Au sommet de son art Au tournant des années 1970, le Québec assiste à la résurgence de la bande dessinée comme médium d’expression artistique. L’heure est au foisonnement d’idées, à l’imagination pure et débridée. De nouveaux créateurs se rassemblent et s’organisent, donnant naissance à ce que l’on surnommera le « Printemps de la bande dessinée québécoise. » Repéré par l’excentrique poète Claude Haeffely, André Montpetit se joint, avec Marc-Antoine Nadeau et Michel Fortier, au mythique Chiendent, premier groupe local de bédéistes. Au sein de l’équipe, les idées fusent et le potentiel créatif est énorme.
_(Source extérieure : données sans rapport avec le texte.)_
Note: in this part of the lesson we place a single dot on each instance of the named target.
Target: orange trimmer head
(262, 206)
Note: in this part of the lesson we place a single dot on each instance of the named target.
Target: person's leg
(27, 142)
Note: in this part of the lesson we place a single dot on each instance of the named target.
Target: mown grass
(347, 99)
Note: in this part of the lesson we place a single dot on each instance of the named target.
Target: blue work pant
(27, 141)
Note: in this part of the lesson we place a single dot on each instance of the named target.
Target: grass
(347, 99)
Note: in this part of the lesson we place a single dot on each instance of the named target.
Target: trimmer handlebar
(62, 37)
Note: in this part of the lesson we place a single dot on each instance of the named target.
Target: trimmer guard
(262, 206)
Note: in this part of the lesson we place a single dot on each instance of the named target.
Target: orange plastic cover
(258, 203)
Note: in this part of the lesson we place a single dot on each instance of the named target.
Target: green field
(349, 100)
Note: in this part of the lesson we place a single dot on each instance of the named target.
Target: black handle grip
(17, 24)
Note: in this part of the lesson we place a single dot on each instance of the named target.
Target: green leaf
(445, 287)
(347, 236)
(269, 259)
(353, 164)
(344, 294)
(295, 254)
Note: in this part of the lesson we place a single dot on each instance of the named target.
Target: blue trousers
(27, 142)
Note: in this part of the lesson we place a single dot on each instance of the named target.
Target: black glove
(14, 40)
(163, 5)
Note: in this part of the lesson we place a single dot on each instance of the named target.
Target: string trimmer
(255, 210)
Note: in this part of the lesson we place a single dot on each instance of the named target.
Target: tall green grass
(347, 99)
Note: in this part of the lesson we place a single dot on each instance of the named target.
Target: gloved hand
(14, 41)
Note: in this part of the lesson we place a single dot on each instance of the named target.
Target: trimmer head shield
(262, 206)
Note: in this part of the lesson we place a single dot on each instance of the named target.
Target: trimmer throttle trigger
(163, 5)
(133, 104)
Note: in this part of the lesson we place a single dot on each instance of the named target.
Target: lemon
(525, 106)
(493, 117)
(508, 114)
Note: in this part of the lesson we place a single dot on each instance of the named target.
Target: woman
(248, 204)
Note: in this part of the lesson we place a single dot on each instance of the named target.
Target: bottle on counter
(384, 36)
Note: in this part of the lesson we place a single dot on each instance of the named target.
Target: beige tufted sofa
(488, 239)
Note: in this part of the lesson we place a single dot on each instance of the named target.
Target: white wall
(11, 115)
Malgré un marché embryonnaire et encore frileux, l’audacieux collectif parvient à faire publier quelques-unes de ses planches dans divers périodiques. Figure de proue de la discipline, Montpetit est alors au sommet de son art. Ses dessins novateurs et ses textes cinglants en font éclater les paramètres et suscitent l’admiration unanime de ses pairs. Serge Chapleau, aujourd’hui caricaturiste à La Presse, le plus important quotidien francophone au pays, se souvient d’un talent brut qui se démarquait : « À cette époque, André était un grand artiste. Ce qui pouvait sortir de la pointe de sa plume était simplement exceptionnel. » Mais l’artiste opiniâtre ne saura composer avec le succès. Bien qu’il bénéficie d’une tribune inouïe avec le magazine à grand tirage Perspectives qui lui consacre une double page couleur, il abandonne après cinq numéros2 une opportunité qui en aurait pourtant fait rêver plus d’un. Peur du regard de l’autre ? Aversion pour le succès et la reconnaissance ? Opposition à toute forme de commercialisation de son art ? Ou incorrigible désinvolture ? Quoi qu’il en soit, il bifurque envers et contre tous, sans égard pour les éloges ou la rétribution. Le grand solitaire n’écoutait qu’une seule voix : la sienne.